Keine Weiterführung des Projekts
Fazit der Studie sei jedenfalls, dass viele der ursprünglichen Corona-Gegner auf Telegram den Diskurs gekapert hätten und die Plattform mittlerweile mehr zu "Produkt- und Spendenaufrufen als für politische Aufrufe" nutzen würden, so Lippe.
Mit der Veröffentlichung dieses zweiten Berichts ist das Monitoring-Projekt nun beendet. Die Finanzierung kam zu Pandemie-Zeiten aus einem Sondertopf zum Thema Verschwörungstheorien, der eine Million Euro schwer war und vom Bundeskanzleramt auf verschiedene Stellen aufgeteilt wurde.
Im Zuge des Sparpakets könne das Projekt nicht erneuert werden, so Schiesser. Dabei gäbe es noch genügend Plattformen, die eine Analyse-Basis bieten würden, allen voran TikTok, so Pflegerl.
Zusammenfassung
- Auf Telegram werden Bedrohungs- und Krisenerzählungen verstärkt ausgeschlachtet, um angebliche Heilmittel und Bücher zu verkaufen.

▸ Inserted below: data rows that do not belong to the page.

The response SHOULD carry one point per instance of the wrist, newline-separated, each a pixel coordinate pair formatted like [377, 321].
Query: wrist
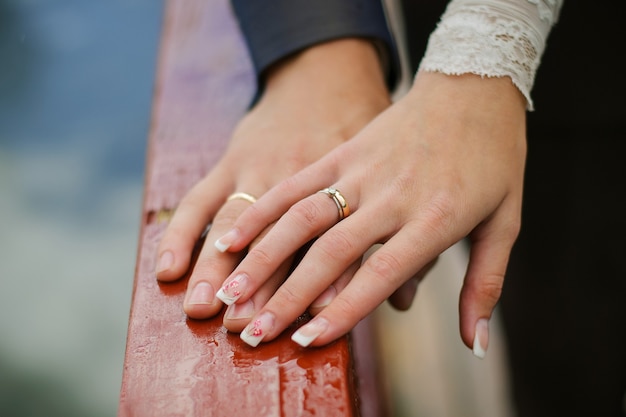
[345, 69]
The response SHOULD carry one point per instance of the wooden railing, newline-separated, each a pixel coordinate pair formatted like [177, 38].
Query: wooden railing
[175, 366]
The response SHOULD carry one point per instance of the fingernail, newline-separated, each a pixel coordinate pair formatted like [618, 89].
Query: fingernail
[240, 311]
[306, 334]
[481, 338]
[202, 293]
[258, 329]
[166, 260]
[325, 298]
[222, 244]
[232, 290]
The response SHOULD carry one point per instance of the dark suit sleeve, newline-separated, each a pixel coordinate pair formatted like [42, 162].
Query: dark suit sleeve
[275, 29]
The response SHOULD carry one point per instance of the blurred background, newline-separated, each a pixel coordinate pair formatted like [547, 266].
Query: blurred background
[76, 80]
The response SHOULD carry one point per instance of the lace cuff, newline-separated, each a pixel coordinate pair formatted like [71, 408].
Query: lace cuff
[492, 38]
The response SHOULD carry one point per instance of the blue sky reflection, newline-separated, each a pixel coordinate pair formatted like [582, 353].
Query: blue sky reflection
[76, 80]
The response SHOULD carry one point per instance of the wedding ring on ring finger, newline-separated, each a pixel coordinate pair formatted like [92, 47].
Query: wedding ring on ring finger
[242, 196]
[340, 201]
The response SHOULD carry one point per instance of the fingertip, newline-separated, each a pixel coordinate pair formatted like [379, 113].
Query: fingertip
[481, 338]
[200, 301]
[238, 315]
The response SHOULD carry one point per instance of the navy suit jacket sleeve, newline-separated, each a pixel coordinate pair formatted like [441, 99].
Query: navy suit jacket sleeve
[275, 29]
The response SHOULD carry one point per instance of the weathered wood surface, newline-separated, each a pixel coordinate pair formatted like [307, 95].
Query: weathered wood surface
[180, 367]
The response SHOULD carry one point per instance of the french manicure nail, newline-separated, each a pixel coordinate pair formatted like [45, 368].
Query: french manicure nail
[232, 290]
[481, 338]
[306, 334]
[166, 260]
[258, 329]
[240, 311]
[223, 243]
[202, 293]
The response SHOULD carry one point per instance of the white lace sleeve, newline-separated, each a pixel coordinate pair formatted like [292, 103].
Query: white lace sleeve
[492, 38]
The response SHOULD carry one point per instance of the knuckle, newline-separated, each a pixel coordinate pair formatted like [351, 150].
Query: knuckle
[259, 257]
[384, 266]
[336, 244]
[307, 213]
[490, 289]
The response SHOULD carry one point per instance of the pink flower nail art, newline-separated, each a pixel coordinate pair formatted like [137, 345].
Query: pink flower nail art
[232, 290]
[258, 329]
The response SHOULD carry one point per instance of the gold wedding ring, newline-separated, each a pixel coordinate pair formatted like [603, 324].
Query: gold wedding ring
[340, 201]
[242, 196]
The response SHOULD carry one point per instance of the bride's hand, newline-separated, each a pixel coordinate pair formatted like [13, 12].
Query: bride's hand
[444, 163]
[312, 102]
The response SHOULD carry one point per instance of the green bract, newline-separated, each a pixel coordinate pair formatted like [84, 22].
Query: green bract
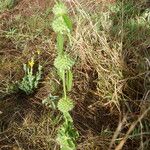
[59, 9]
[59, 25]
[65, 105]
[63, 62]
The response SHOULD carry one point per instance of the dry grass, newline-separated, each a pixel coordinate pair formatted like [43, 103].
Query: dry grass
[111, 76]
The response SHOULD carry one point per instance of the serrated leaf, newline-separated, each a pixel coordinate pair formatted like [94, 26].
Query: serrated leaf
[69, 78]
[60, 43]
[68, 22]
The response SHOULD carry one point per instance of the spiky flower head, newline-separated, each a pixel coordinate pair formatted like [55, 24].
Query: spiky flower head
[59, 9]
[59, 25]
[63, 62]
[65, 105]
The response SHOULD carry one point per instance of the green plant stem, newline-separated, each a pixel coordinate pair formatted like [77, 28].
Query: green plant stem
[64, 85]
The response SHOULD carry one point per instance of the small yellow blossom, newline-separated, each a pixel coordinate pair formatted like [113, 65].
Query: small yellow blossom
[31, 62]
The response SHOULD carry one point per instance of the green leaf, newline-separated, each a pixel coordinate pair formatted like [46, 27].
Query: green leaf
[68, 22]
[60, 43]
[69, 79]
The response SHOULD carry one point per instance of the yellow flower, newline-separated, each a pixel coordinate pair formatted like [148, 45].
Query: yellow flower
[31, 62]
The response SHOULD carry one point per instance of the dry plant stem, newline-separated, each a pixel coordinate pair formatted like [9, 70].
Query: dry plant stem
[120, 145]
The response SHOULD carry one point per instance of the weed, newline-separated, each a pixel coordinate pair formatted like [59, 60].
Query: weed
[6, 4]
[30, 81]
[62, 25]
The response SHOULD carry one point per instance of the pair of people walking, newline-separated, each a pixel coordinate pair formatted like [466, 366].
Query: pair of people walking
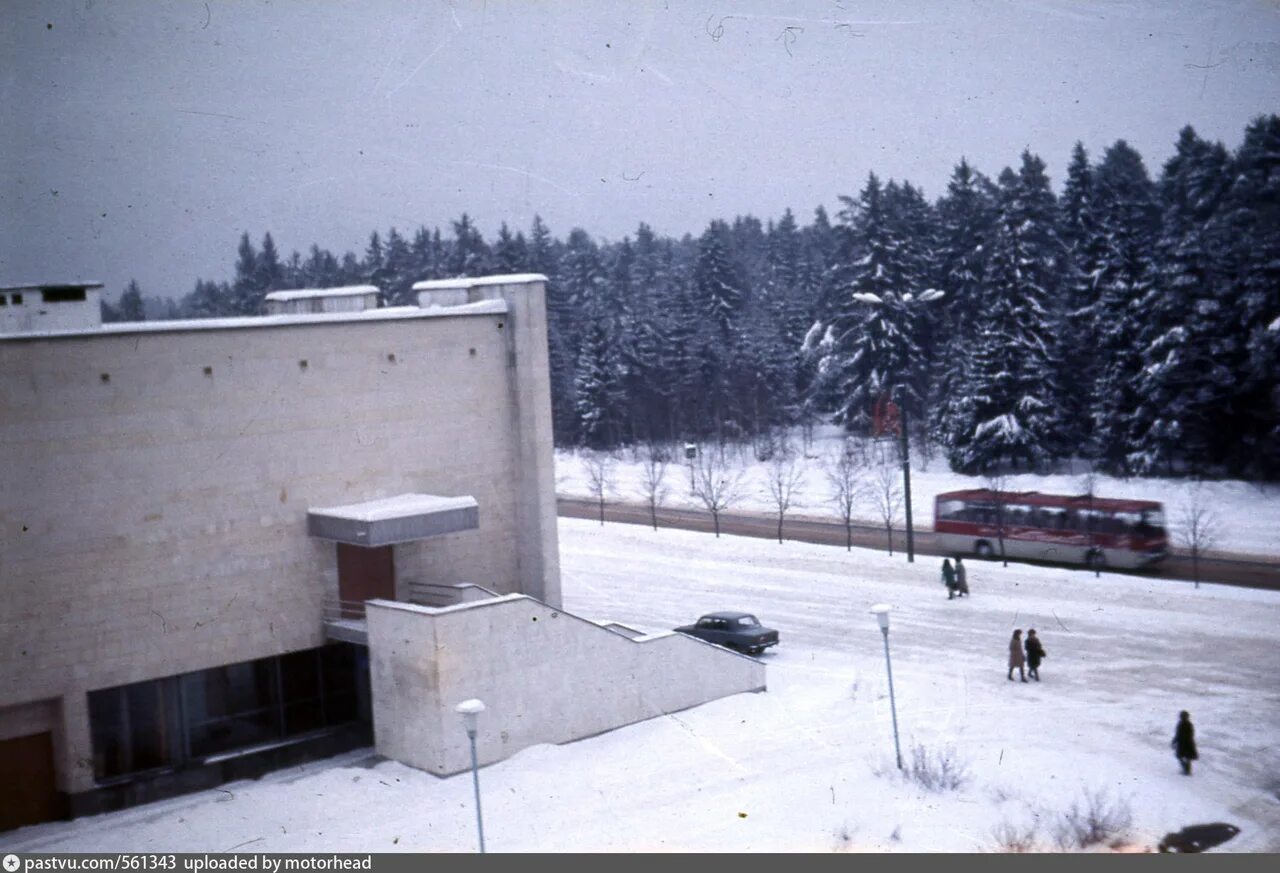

- Tatsächlich übertreffen Spendenaufrufe und Produktbewerbungen erstmals die Aufrufe zu politischen Aktionen, zeigt eine neue Studie der Bundesstelle für Sektenfragen.
- Rund 2,3 Millionen Nachrichten wurden erfasst und mithilfe von KI-Modellen analysiert.
- "Erst wird Angst erzeugt, dann wird ein konsumierbarer Lösungsansatz angeboten", so Studienautor Felix Lippe.